Audio Languages and iOS, WinRT, Android, etc.
I have been examining the various ways to simplify development of music instruments for touch screens. I wrote Mugician, Geo Synth (also known as Pythagoras in its early development), and Cantor (known as AlephOne early on). Mugician and AlephOne are open source projects that I have posted into github. Geo Synth is a commercial project that is released under Wizdom Music (Jordan Rudess, the Dream Theater keyboardist's company). I built these apps because I believe that the instrument layout that they have on touchscreens will completely overtake the guitar and keyboard industry at some point when latency and pressure sense issues are dealt with.

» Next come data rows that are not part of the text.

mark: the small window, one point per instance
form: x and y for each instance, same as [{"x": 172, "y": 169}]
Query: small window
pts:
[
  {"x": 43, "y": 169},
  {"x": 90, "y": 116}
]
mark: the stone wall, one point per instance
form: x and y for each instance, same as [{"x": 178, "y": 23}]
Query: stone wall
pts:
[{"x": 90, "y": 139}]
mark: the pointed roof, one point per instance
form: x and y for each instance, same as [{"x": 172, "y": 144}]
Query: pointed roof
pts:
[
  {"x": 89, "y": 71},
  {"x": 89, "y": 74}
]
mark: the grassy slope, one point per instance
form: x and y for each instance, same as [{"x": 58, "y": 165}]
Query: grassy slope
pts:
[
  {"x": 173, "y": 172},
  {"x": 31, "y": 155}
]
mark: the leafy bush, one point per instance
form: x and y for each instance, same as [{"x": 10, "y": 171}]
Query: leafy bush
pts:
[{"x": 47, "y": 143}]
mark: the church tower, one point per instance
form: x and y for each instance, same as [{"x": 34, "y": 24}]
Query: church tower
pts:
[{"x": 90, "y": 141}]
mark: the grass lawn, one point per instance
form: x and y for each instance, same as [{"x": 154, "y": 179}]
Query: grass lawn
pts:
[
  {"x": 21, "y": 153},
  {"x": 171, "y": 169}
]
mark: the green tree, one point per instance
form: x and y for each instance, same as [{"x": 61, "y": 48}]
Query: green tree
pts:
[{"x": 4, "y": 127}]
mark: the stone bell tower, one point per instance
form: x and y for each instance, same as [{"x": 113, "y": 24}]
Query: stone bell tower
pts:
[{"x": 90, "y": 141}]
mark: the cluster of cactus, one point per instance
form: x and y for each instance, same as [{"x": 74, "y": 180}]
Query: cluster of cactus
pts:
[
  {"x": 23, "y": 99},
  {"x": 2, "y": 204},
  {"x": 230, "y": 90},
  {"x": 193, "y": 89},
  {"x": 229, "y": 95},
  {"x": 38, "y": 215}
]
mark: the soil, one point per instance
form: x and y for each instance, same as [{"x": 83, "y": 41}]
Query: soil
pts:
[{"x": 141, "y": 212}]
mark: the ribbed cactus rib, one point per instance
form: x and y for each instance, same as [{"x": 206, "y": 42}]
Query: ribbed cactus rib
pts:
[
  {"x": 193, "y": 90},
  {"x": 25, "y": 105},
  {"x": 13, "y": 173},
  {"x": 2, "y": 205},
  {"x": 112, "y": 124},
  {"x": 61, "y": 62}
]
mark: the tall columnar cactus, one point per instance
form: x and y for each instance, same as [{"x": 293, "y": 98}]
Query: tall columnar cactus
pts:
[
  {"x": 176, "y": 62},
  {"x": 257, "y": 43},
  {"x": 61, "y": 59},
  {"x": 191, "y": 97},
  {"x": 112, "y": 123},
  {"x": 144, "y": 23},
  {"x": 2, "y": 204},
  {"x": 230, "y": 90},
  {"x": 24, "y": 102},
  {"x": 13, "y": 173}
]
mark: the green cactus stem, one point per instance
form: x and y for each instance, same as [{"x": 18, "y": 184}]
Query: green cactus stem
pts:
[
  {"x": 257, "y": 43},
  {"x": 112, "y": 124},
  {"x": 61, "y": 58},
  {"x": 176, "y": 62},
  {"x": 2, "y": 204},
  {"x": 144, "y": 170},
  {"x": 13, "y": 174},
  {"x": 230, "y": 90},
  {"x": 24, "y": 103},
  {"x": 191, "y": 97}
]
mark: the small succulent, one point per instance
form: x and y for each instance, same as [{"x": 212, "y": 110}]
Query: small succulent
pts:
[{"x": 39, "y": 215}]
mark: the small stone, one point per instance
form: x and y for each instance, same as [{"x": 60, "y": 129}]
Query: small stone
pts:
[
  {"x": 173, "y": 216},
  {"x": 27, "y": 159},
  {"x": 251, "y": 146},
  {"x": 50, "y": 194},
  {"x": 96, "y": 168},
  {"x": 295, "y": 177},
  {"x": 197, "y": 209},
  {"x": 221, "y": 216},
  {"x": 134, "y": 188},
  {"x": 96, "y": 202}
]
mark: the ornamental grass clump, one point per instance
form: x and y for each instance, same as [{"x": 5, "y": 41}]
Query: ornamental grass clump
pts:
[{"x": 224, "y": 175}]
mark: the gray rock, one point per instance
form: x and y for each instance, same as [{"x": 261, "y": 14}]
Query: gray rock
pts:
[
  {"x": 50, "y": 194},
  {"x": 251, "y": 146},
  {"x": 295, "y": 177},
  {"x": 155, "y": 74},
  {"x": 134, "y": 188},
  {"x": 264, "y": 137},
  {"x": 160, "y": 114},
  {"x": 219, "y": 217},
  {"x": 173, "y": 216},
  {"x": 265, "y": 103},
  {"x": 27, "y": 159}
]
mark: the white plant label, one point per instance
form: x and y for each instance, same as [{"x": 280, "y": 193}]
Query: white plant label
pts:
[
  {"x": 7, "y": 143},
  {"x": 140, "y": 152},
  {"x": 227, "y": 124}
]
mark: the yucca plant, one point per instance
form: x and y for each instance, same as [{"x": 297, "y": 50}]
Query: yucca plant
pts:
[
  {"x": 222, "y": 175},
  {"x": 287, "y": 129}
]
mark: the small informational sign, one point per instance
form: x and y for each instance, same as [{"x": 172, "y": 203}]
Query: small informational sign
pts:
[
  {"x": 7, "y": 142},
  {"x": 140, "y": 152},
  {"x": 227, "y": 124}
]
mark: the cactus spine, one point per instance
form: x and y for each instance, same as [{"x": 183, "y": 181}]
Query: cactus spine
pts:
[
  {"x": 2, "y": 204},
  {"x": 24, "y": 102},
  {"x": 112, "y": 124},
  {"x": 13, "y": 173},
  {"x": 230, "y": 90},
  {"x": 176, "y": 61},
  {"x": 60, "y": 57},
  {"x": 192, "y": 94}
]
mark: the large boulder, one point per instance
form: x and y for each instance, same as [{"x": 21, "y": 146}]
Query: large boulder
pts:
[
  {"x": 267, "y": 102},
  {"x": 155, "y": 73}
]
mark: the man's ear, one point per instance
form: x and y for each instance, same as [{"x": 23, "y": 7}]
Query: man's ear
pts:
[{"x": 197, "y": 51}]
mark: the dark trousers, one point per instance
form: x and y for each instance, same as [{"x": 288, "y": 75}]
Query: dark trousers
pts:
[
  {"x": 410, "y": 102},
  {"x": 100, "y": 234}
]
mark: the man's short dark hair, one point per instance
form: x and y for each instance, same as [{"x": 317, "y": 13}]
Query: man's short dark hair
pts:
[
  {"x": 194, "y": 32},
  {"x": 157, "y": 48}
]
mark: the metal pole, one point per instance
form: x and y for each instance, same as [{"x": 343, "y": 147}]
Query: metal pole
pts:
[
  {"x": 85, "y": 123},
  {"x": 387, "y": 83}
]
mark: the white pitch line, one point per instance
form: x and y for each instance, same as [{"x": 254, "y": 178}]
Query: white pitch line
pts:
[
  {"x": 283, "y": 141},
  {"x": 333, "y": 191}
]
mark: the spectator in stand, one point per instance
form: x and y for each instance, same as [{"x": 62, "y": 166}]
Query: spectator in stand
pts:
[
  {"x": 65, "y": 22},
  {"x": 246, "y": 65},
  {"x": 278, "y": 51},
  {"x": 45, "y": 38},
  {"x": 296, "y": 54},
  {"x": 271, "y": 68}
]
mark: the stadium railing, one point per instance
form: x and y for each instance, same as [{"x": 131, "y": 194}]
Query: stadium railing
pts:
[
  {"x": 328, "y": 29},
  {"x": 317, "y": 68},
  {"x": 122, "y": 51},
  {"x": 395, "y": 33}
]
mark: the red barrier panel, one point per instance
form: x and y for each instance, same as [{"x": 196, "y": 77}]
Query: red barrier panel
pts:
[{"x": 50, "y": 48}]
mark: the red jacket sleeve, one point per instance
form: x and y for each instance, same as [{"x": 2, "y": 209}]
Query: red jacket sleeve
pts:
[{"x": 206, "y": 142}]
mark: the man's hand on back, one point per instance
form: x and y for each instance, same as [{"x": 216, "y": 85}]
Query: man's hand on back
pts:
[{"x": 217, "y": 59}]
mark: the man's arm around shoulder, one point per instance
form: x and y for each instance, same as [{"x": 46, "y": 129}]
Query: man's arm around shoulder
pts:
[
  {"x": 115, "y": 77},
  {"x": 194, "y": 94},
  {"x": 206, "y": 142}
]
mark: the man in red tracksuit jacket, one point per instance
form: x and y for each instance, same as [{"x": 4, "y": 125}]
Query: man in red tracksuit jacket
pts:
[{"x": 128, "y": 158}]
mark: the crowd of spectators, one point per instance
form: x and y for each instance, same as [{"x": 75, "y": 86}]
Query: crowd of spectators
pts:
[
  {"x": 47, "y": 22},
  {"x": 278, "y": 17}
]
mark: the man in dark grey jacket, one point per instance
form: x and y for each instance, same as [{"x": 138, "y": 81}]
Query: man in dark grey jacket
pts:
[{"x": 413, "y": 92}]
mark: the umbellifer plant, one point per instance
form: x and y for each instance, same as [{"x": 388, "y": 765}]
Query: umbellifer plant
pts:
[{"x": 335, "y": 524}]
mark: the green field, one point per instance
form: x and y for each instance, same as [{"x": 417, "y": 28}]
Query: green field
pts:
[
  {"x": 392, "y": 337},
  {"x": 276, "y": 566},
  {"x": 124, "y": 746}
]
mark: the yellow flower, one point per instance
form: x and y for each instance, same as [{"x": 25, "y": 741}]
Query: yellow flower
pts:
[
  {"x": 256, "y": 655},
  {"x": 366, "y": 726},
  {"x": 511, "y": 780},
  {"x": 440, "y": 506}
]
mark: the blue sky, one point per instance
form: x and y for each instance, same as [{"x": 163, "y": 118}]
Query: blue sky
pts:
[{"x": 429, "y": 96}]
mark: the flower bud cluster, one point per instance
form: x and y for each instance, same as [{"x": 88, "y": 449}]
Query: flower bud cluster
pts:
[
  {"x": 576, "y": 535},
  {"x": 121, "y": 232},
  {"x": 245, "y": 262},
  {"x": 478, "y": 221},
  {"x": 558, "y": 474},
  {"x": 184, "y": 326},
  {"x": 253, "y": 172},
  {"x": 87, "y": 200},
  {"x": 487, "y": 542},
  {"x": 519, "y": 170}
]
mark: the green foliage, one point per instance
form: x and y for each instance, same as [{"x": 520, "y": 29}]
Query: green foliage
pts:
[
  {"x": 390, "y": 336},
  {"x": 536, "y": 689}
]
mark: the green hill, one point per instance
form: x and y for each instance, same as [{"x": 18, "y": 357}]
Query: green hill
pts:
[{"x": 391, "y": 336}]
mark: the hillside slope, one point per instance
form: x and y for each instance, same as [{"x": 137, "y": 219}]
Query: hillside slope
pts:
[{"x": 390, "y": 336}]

I have a lot of videos posted about it, and there are a lot of pro musicians that use Geo in particular (and some using Mugician as well):
http://www.youtube.com/rrr00bb
The main reason I believe that this will happen is that this layout on a touch screen solves intonation and pitch problems that guitars and keyboards actually make worse. It is even a good ergonomic setup because there are 10 fingers on top of the playing surface, with a layout that's familiar to guitarists, and easier than keyboards (even for actual keyboardists). The regular layout makes it easier to play without having to have extensive feel feedback (ie: reaching proper sharps and flats on a piano where you can't feel where white/black key boundaries are). This allows you to play very fast; significantly faster than real guitar playing even.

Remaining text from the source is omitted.